RÁFAGA DIURNA

"Uno está enamorado cuando se da cuenta de que otra persona es única".

Jorge Luis Borges (1899-1986) Escritor argentino.

jueves, 13 de agosto de 2009

24 HORAS

Qué rápido fue todo. Apenas cayó el desplome de este cuerpo en mi cama, un sentimiento de vértigo afloró entre los recodos de mi mente. Un día, un solo día, la semana menos seis en los ecos del minutero; qué largos unos segundos, cuan veloces las horas, a ratos densas, a ratos relampagueantes... Tan frívolo el tiempo, implacable ante cualquier sentimiento posible...

En un solo día fui lo que fui. Tendí la ropa mojada al sol y me duché un par de veces ante tan sofocante clima. Volví a reciclar por separado en cubo y papelera, prometí de nuevo afeitarme al espejo y rellené de colutorio el paladar. Salí a la calle, limpié mi cara con aire en la bici y visité de modo fugaz a mi abuela. Recogí los platos, canté unas coplillas de El Barrio mientras cocinaba pasta. Sentí el paso de la vida en mis talones y el vuelo rasante de los gorriones en el balcón. Bajé a la calle, corrí veloz y ya en el sofá me embarqué en una nueva ensoñación. Revisé fotos, cartas de otros tiempos; notas olvidadas de un futuro para dos. Añoré sus manos y la practicidad de lo seguro, su mesura a todas horas, el calor de su pecho y los labios que más me quisieron. Trepó el Sol a lo mas alto y deslumbró mi sollozo.

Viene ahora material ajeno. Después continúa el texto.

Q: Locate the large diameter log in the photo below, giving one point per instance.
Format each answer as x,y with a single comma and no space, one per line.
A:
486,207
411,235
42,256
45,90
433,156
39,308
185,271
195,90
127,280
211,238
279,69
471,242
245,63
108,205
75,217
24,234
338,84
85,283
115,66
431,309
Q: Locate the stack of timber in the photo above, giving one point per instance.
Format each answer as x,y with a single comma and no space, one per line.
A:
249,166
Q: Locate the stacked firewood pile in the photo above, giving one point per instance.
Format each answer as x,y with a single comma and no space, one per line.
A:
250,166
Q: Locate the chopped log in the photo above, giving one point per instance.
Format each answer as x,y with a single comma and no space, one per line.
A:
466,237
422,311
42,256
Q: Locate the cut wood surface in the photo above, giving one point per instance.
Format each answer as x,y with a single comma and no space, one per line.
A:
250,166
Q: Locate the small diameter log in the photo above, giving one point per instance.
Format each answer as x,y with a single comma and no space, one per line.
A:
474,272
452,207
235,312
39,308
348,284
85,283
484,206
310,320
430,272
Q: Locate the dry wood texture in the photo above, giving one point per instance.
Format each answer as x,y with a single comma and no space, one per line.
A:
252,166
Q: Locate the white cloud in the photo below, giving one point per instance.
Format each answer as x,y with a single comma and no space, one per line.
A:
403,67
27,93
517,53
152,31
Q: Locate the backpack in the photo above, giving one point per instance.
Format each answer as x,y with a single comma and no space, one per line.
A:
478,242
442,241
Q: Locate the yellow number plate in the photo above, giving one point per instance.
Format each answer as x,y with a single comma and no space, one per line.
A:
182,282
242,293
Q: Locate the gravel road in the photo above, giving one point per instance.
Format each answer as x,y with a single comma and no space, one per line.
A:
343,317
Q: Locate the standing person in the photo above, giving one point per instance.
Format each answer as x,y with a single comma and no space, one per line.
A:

En un sólo día fui lo que soy. De vuelta al local, a la fábrica de sueños, calmé el latido con las bromas más dementes, me dejé arropar por el compás, mecido en mi guitarra y hasta tuve tiempo de reparar en el lento paso de una nube, en el sudor de los ferrallas, en la disparidad de vidas que desbordan el planeta. Me agradecí a mi mismo haberme tenido en el recuerdo presente y hasta fumé un cigarro a la salud de mis indecisiones. Volví a las pedaladas, me perdí en la mirada triste de un perro en la cuneta y de vuelta a casa casi me enamoro de una cara guapa, de un pestañeo que me abanicó las trabas, de los aires de una primicia olvidada entre el ansia y el deseo. Era rubia o morena, creo que alta. Da igual, ella nunca lo sabrá y tuve en mi mano evitarlo.

En solo un día fui lo que seré. En la oscura noche tuve tiempo una vez más de creerme fuerte. De dominar por completo el destino y esperar sólo lo bueno del mismo. Tuve tiempo de gritarle a la almohada que me dejase dormir, de perderme en el techo con memorias de antaño. Tuve incluso tiempo de meditar con mi otro yo qué es lo que realmente quiero, más ni yo mismo una vez más supe qué decirle. Él no se enamoró nunca y ese fue su infierno. Yo sí, y esa mi condena. Es la eterna levedad de la vida y su maldita contrariedad la que en el fondo nos hace sentirnos vivos. Trataré de buscar respuestas en los sueños, quizá dormido venga la certeza a visitarme.

Buscamos la felicidad, pero sin saber dónde, como los borrachos buscan su casa, sabiendo que tienen una.